Congratulations to David Mock, MD of the University of Rochester, who has received a pilot grant from the nation’s leading MS non-profit to investigate the role of HHV-6A U94 in impairing the remyelination process. His group plans to develop a novel mouse model in which U94 can be specifically regulated in mouse oligodendrocyte progenitor cells (OPC’s), the cells that typically migrate to the site of myelin damage to jumpstart the repair process.
Mock plans to use Cuprizone demyelinated mice to determine the impact of HHV-6 U94 expression. He will work with long-term collaborators Margot Mayer-Proschel and Christoph Proschel to conduct the experiment, which will be the first study to mimic HHV-6 latency, and the first to model the inhibition of repair as opposed to the demyelinating insult.
In 1999, Mock published a case report on the presence of HHV-6 and JC virus in the demyelinative lesions of 10 patients with the demyelinative disease known as progressive multifocal leukoencephalopathy. Immunohistochemistry showed HHV-6 in the swollen oligodendrocytes but not in adjacent, uninvolved tissues (Mock 1999). He was also co-author with Andrew Goodman, MD of the University of Rochester, on a seminal paper that reported finding HHV-6 genome-containing oligodendrocytes in the lesions of patients with MS, suggesting a role for the virus in the pathogenesis of multiple sclerosis (Goodman 2003).
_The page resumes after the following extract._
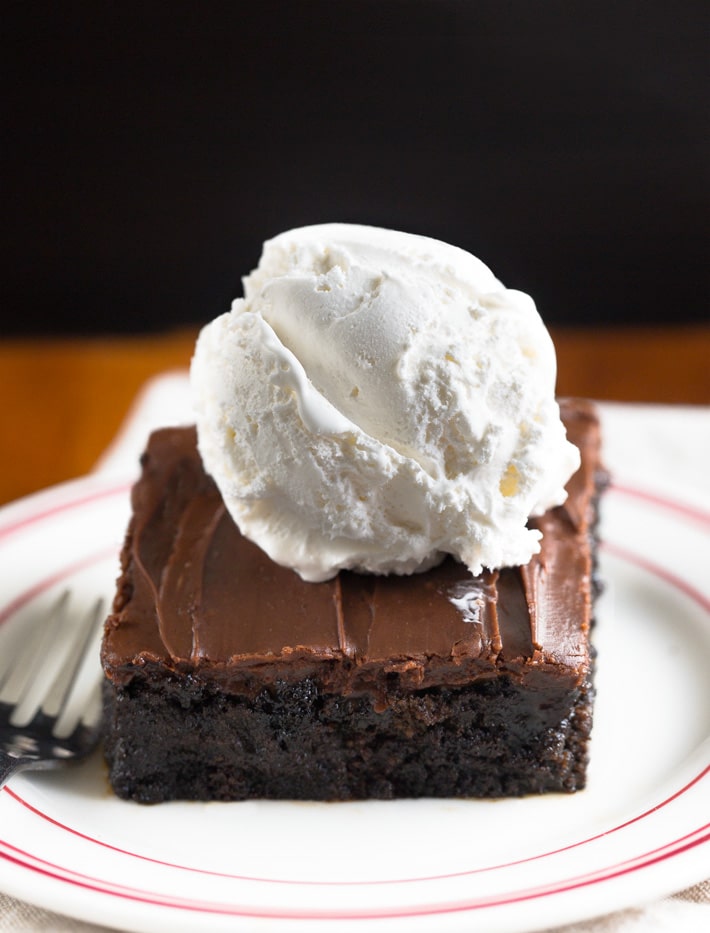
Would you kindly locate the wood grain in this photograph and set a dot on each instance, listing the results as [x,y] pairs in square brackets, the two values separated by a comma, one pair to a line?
[63,400]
Mock first became intrigued with the idea that HHV-6 might play a role in MS when he read a paper by Louis Flamand in 1993 showing that HHV-6 could upregulate Epstein Barr virus immediate early Zebra antigen by 10-fold and activate the lytic cycle (Flamand 1993). He was also strongly influenced by the Challoner group’s 1995 paper, which detailed the presence of HHV-6 in the oliogodendrocytes of MS patients but not controls, as well as two papers by Dario Di Luca’s group: a 1998 paper showing low level but long term expression of U94 in human mononuclear cells, and a subsequent paper in PNAS demonstrating that HHV-6 inhibits migration of endothelial cells and blocks angiogenesis (Caruso 2009).
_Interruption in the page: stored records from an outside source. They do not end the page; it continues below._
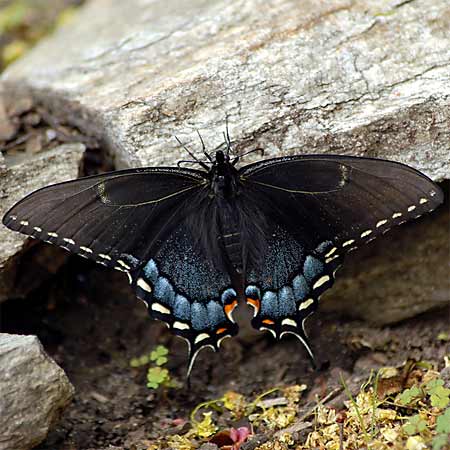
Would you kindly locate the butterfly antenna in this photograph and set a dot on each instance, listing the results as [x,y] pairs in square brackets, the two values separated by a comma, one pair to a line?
[192,155]
[227,136]
[238,157]
[204,147]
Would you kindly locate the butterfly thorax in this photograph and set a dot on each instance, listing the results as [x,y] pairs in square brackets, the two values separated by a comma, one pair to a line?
[225,188]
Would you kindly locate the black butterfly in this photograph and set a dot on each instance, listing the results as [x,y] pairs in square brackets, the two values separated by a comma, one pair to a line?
[193,242]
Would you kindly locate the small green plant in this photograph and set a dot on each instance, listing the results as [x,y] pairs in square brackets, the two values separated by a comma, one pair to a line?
[415,425]
[157,376]
[439,395]
[159,355]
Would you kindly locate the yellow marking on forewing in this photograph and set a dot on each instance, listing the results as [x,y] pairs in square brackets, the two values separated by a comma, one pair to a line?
[321,281]
[180,325]
[381,223]
[289,322]
[143,285]
[331,252]
[331,259]
[123,264]
[306,304]
[201,337]
[268,329]
[219,342]
[160,308]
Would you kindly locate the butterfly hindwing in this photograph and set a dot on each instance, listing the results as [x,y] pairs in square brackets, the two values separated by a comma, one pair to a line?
[183,288]
[317,208]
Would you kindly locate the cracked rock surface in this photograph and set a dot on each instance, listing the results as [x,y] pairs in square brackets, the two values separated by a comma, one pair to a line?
[33,392]
[364,78]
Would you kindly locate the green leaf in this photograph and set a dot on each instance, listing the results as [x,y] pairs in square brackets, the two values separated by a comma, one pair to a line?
[439,395]
[443,422]
[415,425]
[440,441]
[408,395]
[159,355]
[444,337]
[161,361]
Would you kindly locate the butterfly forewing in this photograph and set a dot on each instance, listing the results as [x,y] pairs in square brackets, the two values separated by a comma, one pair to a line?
[316,209]
[114,218]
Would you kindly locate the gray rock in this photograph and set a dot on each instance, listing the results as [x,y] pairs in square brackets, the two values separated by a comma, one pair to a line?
[18,178]
[362,78]
[33,392]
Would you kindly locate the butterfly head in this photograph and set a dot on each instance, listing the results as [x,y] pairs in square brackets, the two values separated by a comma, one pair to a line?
[222,158]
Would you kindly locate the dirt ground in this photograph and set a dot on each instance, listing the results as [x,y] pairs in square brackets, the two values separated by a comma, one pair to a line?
[90,322]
One of Mock’s favorite heroines in medicine is Ruth Itzhaki, PhD, a pioneer in the study of latent HSV-1 in brain tissue and its possible impact on Alzheimer’s disease. He is confident that although it has been underappreciated for decades, she will eventually be remembered for playing a pivotal role in early studies on the impact of latent CNS herpesviruses (Itzhaki 2014).
Although he spends most of his time as an infectious disease physician, Mock is an enthusiastic catalyst for HHV-6 research, relentlessly seeking new collaborators and ideas to move the field further.